I’m finishing my 25th year focused on OT security (called SCADA security when I started, then ICS security, and now OT security). So many failures, successes, changed analysis, and lessons learned over that time. Here are 3 lessons that I wish hadn’t taken me so long to learn. Maybe this will speed your learning curve.
Consequence Reduction Is Key
I didn’t embrace this until ~year 15, and every year since it has raised in importance in my OT cyber risk reduction strategy and tactics.
Security professionals should listen to themselves when they are talking about security controls to reduce likelihood of incidents. Will this expenditure of time and money prevent all OT cyber incidents? The answer is almost always no. If the likelihood is already very small, it might reduce it to very, very small, but not to zero.
Consequence reduction efforts can reduce the maximum impact with certainty. Even if the adversary has complete control of OT they can’t do X (dump dangerous levels of chemical into the water supply, cause something to explode, …).
Here’s were consequence reduction fits in a three step approach:
- Basic security controls (effectively segmenting OT from IT and 3rd party networks, removable media / portable computing controls for walk around perimeter risk, patch OT exposed from IT attach surface, MFA for remote access) to reduce incident likelihood from high to very low.
- Consequence reduction in case the very low likelihood incident occurs.
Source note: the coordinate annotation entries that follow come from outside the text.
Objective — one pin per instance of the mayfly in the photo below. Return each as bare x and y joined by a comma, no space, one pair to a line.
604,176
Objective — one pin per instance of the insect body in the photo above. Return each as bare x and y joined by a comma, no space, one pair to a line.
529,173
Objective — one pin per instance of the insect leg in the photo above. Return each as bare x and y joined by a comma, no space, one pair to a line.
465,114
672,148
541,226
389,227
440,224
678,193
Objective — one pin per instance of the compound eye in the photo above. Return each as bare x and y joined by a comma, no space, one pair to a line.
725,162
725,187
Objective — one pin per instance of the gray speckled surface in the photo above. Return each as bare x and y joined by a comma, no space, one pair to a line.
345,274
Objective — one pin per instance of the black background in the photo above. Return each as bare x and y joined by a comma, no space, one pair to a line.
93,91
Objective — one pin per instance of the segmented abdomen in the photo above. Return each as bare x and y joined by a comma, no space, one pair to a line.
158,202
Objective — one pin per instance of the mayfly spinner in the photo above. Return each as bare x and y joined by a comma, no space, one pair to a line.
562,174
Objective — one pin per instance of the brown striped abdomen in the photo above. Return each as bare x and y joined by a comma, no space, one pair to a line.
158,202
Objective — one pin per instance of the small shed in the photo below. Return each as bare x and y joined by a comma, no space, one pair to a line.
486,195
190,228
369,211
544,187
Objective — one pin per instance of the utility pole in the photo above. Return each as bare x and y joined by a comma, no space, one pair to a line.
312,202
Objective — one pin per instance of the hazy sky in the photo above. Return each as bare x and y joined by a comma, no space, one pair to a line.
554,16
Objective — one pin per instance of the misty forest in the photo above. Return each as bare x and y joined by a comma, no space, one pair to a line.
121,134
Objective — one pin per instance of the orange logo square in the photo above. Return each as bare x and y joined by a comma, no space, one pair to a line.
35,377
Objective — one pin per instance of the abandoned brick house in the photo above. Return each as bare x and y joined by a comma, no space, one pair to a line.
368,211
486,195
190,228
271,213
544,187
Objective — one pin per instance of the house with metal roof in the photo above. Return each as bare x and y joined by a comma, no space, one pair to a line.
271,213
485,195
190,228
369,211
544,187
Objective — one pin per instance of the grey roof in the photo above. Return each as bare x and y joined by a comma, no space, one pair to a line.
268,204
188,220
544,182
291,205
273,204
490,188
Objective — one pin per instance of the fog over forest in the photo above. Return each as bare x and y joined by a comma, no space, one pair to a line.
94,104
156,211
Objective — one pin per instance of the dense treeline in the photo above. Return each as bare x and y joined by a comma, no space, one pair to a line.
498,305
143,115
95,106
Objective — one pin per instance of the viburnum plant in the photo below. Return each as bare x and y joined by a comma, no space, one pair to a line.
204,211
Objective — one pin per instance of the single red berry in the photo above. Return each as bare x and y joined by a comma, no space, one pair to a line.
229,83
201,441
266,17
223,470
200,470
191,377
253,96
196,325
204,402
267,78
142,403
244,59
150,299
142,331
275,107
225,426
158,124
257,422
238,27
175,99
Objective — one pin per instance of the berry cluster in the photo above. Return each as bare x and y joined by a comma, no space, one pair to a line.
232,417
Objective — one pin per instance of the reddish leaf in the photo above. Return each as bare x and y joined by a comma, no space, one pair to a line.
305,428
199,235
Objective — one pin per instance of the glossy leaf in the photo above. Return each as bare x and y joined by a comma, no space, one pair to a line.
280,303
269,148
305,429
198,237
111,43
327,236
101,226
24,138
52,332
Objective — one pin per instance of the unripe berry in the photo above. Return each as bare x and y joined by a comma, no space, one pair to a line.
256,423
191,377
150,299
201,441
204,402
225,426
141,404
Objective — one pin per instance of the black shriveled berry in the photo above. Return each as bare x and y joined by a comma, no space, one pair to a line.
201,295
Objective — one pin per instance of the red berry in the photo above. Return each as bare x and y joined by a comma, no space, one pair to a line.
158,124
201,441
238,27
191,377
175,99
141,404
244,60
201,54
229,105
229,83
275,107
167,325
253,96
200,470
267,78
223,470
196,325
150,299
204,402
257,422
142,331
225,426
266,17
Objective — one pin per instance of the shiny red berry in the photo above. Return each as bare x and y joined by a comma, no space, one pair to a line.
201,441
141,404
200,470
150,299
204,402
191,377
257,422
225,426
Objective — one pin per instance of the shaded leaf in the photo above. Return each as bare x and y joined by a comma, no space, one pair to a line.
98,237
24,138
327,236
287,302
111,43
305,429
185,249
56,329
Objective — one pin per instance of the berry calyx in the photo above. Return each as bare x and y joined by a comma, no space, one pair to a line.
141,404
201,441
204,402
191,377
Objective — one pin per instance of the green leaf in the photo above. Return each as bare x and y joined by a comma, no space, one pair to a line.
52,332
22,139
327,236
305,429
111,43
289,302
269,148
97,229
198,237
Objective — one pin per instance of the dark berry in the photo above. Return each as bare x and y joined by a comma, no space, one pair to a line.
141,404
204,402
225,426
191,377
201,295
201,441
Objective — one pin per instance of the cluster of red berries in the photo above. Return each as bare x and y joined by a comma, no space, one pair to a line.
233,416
Get rid of high and catastrophic incidents that could be caused by an OT cyber incident.
- Mature analysis of likelihood and consequence reduction actions prioritized by efficient risk reduction.
I mostly skipped step two for my first 15 years.
Insecure By Design OT Protocols And Level 1 Devices Greatly Impact Security Control Effectiveness
This lesson only took 10 years to learn, and we went public with it with Project Basecamp at S4x12. I don’t remember if it was K. Reid Wightman or I who coined the term back then. And it is often misused as a lack of secure by design (however you define that) practices.
Insecure by design: The design team intentionally choose to allow anyone with access to the device the ability to manage and operate the device. The attacker does not need to exploit a bug. They use the documented features and functions to achieve their goal.
Most people in the OT security community understand the protocols and level 1 devices (and yes JW, level 0 devices) are insecure by design. The lesson that many have yet to learn is this significantly reduces the risk reduction achieved by many good security practices in OT zones.
Ask yourself, will this good practice security control markedly reduce the likelihood of an attacker from achieving an end goal of impacting the availability or integrity of the ICS given the insecure by design issue?
Insist On Two Metrics Before Allocating Any Resources
Almost everyone believes in metrics, and yet very few OT security projects and programs have them. I’m embarrassed that it took me 20 years to learn this lesson. To insist on having two different types of metrics before spending any resources.
Metric 1: How will we measure if we have implemented and are maintaining the security control or consequence reduction action properly?
This is the easy metric, and it is often ignored. Security products are deployed, hopefully properly, and then languish.
A great example of this metric is Jim Miller’s Rating Deployed OT Firewalls’ Effectiveness. Segmenting OT from IT was a basic likelihood reduction security control. On or near the top of everyone’s list. Do it. Check it off. And so many of these OT perimeter firewalls are not patched, have bad administrative settings, and rulesets that make them little more than speed bumps. Jim not only shows this type of metric, but he also shows how they automated it for a large number of sites.
Metric 2: How much risk reduction is being achieved / has been achieved through this resource allocation?
This is where consequence reduction shines because you can easily come up with hard, concrete numbers. It’s a bigger challenge for security controls for likelihood reduction, and it’s likely you won’t be happy with your metric. Don’t let this stop you. Create and track this metric, and improve it over time.
- How many OT protocol connection requests were blocked at my perimeter? How many pivots were stopped by our internal microsegmentation?
- How many remote access attempts by attackers were stopped due to MFA?
- How many legitimate attacks or malware were detected by EDR? Stopped by EDR?
- How many rogue control or administrative actions on level 1 devices were detected by our monitoring solutions?
- How long have we increased our ability to produce without IT based on a resilience project?
These metrics scare some in OT security because they might not like the resulting data. Do it anyway. Don’t wait 20 years.
One overarching lesson learned and hope. We need the growing number of talented and experienced OT security professionals to use their judgment, not the lengthening list of good OT security practices, to recommend, develop, and implement OT cyber risk management at each asset owner.
The best list of prioritized actions varies greatly by sector, size of asset owner, and even individual site. If you are recommending the same thing in the same order everywhere, take a look at your risk-based decision process. We need you, not a checklist.